Im Mittelpunkt steht der Blick zurück auf die dramatischen Ereignisse der Geschichte. Als am 29. April 1933 im Bayerischen Landtag über die vollständige Machtergreifung der Nationalsozialisten abgestimmt wurde, waren es nur noch 16 SPD-Abgeordnete unter Führung von Albert Roßhaupter, die dagegen stimmten. Ihr mutiger Widerstand konnte den politischen Umbruch nicht verhindern, markierte jedoch ein wichtiges Zeichen der Standhaftigkeit.
Es folgten Jahre der Diktatur, geprägt von Terror und Unmenschlichkeit. Erst im Frühjahr 1946 begann mit dem Aufbau des neuen Freistaats Bayern der Weg zurück zur Demokratie. Unter der Leitung des Sozialdemokraten Wilhelm Hoegner entstand die Bayerische Verfassung, die bis heute als eine der freiheitlichsten gilt. Sie wurde bewusst vom Volk beschlossen und kann auch nur durch eine Volksabstimmung geändert werden.
Die Gedenkveranstaltung möchte an diese Entwicklung erinnern und die Bedeutung demokratischer Werte hervorheben.

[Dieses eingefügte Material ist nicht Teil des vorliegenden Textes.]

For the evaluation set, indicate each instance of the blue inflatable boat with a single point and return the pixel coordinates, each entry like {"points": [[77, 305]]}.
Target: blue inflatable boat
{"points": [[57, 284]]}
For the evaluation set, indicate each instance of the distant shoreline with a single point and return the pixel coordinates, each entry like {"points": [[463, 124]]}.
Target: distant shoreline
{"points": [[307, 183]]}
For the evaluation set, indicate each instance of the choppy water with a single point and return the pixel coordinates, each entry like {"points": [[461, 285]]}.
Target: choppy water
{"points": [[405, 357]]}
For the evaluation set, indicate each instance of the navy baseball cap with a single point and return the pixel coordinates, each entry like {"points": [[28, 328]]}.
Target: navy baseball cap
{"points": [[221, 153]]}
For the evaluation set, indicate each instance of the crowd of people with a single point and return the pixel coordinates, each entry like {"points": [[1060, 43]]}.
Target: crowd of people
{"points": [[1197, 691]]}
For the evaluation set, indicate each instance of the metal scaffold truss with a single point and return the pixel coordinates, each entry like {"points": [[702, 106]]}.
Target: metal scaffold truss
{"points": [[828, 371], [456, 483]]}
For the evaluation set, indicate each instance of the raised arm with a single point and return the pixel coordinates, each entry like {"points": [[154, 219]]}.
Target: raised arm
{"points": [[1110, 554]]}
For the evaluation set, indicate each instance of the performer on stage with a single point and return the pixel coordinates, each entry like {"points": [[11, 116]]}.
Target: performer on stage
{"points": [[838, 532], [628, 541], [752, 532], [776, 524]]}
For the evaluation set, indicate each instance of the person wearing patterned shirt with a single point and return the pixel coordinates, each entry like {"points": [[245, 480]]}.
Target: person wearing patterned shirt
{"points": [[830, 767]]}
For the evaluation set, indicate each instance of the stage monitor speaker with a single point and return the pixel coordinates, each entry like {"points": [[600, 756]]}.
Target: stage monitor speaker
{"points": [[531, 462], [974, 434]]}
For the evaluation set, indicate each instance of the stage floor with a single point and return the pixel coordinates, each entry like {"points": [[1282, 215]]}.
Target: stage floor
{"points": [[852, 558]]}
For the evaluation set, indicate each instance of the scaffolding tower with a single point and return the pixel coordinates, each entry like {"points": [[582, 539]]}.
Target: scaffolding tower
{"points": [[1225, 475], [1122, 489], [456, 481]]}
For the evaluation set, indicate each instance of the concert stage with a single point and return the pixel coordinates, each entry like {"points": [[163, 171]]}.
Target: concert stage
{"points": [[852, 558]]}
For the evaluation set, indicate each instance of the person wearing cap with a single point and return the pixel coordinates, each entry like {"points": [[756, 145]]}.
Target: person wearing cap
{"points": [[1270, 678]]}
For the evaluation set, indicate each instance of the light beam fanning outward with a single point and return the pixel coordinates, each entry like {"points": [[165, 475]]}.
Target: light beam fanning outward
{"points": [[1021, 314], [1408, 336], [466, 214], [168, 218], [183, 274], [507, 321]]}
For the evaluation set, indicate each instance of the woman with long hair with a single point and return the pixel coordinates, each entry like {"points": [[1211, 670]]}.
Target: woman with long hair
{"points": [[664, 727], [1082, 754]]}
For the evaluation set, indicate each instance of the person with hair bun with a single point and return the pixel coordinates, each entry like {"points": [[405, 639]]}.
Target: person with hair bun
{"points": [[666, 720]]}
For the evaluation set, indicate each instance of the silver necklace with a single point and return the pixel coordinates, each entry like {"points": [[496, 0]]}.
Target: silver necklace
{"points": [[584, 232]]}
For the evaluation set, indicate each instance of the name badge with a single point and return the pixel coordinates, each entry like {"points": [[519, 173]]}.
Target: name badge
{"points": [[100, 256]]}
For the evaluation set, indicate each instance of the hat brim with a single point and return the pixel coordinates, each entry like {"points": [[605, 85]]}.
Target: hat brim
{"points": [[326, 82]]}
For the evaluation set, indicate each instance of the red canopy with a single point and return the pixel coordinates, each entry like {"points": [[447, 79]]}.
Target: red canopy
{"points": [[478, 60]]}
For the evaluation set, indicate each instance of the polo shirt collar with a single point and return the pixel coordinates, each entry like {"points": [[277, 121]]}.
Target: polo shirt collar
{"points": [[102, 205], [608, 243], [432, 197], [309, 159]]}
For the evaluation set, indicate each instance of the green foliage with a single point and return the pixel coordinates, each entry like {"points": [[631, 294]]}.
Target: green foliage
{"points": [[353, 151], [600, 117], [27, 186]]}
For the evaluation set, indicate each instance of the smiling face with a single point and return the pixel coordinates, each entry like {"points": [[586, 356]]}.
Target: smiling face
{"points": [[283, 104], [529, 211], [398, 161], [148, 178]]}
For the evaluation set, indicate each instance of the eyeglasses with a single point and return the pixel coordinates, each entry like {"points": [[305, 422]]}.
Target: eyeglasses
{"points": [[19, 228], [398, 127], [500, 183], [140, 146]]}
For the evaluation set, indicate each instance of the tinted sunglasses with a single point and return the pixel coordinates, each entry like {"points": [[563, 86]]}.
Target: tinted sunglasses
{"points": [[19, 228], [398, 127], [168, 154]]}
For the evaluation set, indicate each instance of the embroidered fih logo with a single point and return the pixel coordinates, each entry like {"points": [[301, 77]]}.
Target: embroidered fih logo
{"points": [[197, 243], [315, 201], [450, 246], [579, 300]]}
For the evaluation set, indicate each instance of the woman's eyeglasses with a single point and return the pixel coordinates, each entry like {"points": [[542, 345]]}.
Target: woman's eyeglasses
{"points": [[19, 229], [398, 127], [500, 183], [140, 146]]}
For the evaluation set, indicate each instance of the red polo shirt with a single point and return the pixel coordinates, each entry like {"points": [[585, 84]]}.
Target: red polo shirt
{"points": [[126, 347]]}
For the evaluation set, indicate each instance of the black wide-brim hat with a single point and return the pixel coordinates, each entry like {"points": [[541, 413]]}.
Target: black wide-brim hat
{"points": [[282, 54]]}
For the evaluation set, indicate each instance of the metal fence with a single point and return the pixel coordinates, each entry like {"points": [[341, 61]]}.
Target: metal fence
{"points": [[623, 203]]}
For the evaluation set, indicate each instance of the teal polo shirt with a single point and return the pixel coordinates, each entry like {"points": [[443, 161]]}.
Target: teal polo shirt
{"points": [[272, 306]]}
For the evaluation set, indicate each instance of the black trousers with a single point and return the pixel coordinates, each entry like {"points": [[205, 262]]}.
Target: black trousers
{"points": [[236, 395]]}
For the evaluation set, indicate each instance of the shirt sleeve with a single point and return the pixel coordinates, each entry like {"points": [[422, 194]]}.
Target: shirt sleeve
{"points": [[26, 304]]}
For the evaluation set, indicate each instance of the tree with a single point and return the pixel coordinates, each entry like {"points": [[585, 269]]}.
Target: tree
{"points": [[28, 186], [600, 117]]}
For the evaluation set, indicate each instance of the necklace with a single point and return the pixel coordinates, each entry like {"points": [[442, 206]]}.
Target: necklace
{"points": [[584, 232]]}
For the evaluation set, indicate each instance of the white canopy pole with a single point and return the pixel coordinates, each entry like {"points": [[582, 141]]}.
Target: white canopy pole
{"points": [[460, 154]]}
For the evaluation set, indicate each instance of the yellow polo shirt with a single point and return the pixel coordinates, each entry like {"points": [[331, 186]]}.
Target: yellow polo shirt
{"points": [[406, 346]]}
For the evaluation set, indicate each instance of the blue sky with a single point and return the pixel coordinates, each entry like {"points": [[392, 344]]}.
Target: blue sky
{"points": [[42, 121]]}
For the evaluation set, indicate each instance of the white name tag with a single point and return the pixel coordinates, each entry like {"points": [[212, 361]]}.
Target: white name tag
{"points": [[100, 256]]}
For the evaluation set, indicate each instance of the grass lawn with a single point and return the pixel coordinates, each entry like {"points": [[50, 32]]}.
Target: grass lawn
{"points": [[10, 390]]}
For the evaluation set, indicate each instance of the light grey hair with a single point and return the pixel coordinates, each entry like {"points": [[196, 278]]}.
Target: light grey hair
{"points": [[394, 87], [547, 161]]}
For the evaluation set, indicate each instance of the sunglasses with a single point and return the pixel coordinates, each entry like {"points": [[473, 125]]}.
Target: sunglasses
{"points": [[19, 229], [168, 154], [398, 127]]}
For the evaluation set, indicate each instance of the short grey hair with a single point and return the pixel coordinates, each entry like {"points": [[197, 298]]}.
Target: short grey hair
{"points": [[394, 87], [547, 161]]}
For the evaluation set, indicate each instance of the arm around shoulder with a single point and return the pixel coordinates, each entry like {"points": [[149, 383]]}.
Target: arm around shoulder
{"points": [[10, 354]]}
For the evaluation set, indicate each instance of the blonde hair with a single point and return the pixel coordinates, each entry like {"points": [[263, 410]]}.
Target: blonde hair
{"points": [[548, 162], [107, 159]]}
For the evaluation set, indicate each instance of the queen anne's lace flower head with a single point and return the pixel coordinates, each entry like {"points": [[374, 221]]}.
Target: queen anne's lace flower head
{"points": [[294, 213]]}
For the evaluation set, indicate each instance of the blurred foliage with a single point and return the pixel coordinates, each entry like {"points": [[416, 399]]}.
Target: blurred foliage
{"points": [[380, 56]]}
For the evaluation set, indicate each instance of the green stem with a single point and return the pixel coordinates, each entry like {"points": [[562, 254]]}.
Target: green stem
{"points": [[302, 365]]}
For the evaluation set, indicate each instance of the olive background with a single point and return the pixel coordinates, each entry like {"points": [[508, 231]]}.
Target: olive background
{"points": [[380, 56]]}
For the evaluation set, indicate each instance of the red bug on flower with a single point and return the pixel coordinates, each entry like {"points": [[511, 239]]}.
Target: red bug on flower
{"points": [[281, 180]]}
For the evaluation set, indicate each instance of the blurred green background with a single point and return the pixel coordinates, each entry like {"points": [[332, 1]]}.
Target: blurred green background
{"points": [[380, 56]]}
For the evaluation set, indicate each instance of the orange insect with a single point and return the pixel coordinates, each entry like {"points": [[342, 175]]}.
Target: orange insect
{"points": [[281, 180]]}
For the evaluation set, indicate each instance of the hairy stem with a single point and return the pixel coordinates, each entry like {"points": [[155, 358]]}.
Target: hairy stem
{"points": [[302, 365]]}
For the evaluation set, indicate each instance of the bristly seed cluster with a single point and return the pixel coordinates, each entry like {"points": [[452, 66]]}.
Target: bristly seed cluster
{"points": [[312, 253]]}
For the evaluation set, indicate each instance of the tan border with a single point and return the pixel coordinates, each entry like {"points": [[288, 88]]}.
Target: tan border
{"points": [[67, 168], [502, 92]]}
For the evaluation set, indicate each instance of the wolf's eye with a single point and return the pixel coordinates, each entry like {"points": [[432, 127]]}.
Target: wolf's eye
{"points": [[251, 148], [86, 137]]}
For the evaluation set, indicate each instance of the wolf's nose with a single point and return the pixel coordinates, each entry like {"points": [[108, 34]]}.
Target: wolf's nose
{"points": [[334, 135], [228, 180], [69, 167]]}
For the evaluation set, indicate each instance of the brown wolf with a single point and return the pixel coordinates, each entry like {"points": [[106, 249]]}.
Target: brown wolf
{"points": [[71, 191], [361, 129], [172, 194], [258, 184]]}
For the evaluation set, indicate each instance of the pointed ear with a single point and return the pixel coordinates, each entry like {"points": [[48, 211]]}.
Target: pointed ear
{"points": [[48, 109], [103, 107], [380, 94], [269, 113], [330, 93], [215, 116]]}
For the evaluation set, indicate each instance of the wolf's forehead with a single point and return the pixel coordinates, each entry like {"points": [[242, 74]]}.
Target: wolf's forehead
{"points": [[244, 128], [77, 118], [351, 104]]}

Zum Auftakt gibt Kreisarchäologe Dr. Florian Eibl Einblicke in den aktuellen Stand der Forschung zur Geschichte des KZ-Außenlagers in der Erlau bei Ganacker, einem Außenlager des KZ Flossenbürg. Das Lager galt als eines der härtesten für die Häftlinge, die unter extremen Bedingungen am Ausbau des Flugplatzes Landau/Ganacker für den Einsatz des Strahlflugzeugs Me 262 arbeiten mussten.
Die Veranstaltung verbindet historisches Gedenken mit dem Blick auf die Verantwortung für Gegenwart und Zukunft.